Liberum Capital analyst Ian Whittaker tells Bloomberg: “Marjorie Scardino was a big fan of the (FT) group, John Fallon has no emotional commitment.”

But that comment is a stretch to Bloomberg reporting the move “spurring speculation that the company may sell the Financial Times newspaper unit”.

It is Bloomberg which could be a bidder for any FT that might be for sale.

 

 

Michael Wolff in February reported pot-stirring dinner party chatter about a sale to Bloomberg or Thomson Reuters – then denied to paidContent by CEO John Ridding:

“My reaction was surprise. Pearson are very much committed to the FT. If you look back at the big moments in our history, that’s been clear.

“We’re plugged in to Pearson in an increasingly direct way. We see significant potential for the FT and Pearson through education.

“We are developing tools for professors and students to annotate FT articles. Case studies in business school books are pretty old but, every day, the FT front page is an interesting business case study.”

Bernstein Research analyst Claudio Aspesi today writes:

“Some of the items that will be part of the agenda of the new CEO should include … what to do with the remaining assets which are not directly supporting the growth of education (such as the FT Group and Penguin). This may lead to unlocking value hidden in those assets.

“We believe that continued focus on digital products in Education could be the key to unlocking a step change in valuation, such as reaching a £30 (share price) target by 2020.

“While most of the revenues should be relatively stable irrespective of changes in economic activity, the FT Group (and the FT newspaper in particular) is more sensitive to the cycle, and none of the businesses is fully insulated from a deep and lasting slow down of economic activity.”

The Financial Times has shown how it can successfully charge for digital business news content, but Pearson mostly delivers education content and services.

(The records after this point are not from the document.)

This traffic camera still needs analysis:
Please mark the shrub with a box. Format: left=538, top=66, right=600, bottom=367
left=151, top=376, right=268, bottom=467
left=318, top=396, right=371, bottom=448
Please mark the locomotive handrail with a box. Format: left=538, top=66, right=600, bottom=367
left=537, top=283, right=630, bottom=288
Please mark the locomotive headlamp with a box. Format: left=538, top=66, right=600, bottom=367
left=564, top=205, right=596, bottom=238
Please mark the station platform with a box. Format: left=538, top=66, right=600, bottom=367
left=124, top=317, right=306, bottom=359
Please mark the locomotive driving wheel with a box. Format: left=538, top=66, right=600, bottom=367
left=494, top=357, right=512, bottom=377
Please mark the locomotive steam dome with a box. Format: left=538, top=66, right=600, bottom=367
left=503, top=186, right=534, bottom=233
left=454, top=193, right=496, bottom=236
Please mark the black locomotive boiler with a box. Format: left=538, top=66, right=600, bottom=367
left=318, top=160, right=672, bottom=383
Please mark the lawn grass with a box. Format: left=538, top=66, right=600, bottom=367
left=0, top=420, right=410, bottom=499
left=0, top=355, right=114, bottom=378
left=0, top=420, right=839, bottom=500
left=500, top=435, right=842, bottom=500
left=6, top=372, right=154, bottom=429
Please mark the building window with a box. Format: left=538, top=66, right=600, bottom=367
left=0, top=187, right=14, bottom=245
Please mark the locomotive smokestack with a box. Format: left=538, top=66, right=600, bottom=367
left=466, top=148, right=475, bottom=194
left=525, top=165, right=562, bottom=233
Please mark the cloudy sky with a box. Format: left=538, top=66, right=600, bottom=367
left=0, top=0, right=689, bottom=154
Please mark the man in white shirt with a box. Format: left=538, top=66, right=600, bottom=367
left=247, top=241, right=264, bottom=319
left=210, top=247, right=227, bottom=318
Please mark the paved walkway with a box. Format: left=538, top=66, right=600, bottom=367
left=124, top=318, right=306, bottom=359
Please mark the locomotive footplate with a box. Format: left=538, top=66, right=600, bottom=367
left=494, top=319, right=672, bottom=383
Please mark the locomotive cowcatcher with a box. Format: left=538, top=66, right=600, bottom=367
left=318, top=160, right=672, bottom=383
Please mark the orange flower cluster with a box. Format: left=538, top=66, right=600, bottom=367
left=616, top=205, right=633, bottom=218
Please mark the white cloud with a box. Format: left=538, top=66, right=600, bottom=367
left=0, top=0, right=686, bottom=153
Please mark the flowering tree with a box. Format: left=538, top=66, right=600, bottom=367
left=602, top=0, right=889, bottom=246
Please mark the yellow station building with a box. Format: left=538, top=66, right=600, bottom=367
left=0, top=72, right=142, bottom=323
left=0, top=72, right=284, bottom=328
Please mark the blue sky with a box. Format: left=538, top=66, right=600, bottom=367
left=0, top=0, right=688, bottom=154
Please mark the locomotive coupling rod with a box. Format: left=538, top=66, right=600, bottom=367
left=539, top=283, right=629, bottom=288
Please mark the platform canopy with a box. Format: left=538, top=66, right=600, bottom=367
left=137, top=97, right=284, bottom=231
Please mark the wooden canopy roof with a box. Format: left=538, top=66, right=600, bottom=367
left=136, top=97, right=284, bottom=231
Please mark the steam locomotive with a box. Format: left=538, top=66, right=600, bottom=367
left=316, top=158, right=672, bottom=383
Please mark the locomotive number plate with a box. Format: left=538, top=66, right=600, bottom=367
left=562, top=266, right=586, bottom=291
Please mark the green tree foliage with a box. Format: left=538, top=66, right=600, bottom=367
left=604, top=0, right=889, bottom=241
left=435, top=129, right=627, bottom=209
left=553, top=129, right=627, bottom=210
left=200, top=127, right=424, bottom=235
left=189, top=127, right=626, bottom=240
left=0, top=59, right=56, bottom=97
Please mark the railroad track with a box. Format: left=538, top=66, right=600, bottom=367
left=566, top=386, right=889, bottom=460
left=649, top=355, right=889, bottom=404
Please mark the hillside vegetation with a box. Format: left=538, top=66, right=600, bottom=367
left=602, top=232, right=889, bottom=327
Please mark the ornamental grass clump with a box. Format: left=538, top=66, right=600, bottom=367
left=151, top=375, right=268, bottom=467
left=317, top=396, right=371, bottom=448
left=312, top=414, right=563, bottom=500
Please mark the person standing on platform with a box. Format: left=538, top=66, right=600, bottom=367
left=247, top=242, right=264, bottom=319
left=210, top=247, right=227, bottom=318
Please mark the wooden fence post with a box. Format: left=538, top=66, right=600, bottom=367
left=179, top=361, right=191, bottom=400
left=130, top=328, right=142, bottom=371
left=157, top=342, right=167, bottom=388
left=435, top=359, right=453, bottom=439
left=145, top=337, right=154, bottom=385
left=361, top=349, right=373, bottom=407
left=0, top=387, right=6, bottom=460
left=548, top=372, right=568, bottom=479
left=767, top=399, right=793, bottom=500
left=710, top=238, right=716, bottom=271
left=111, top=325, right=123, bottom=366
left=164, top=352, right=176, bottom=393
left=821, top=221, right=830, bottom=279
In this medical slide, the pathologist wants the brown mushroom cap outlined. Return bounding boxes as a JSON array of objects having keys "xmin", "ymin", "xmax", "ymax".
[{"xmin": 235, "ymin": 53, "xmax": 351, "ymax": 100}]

Speaking with journalists on Wednesday (via Guardian), Fallon described the FT as “valuable” but did not rule out a sell-off:

I think the FT is a highly valued and very valuable part of Pearson. I think the Pearson strategy is very much the FT strategy.

“If you look at digital transformation of the FT over the last few years, that is leading the transformation of the digital publishing industry. My attitude to the FT is that it is a valued and valuable part of the company.”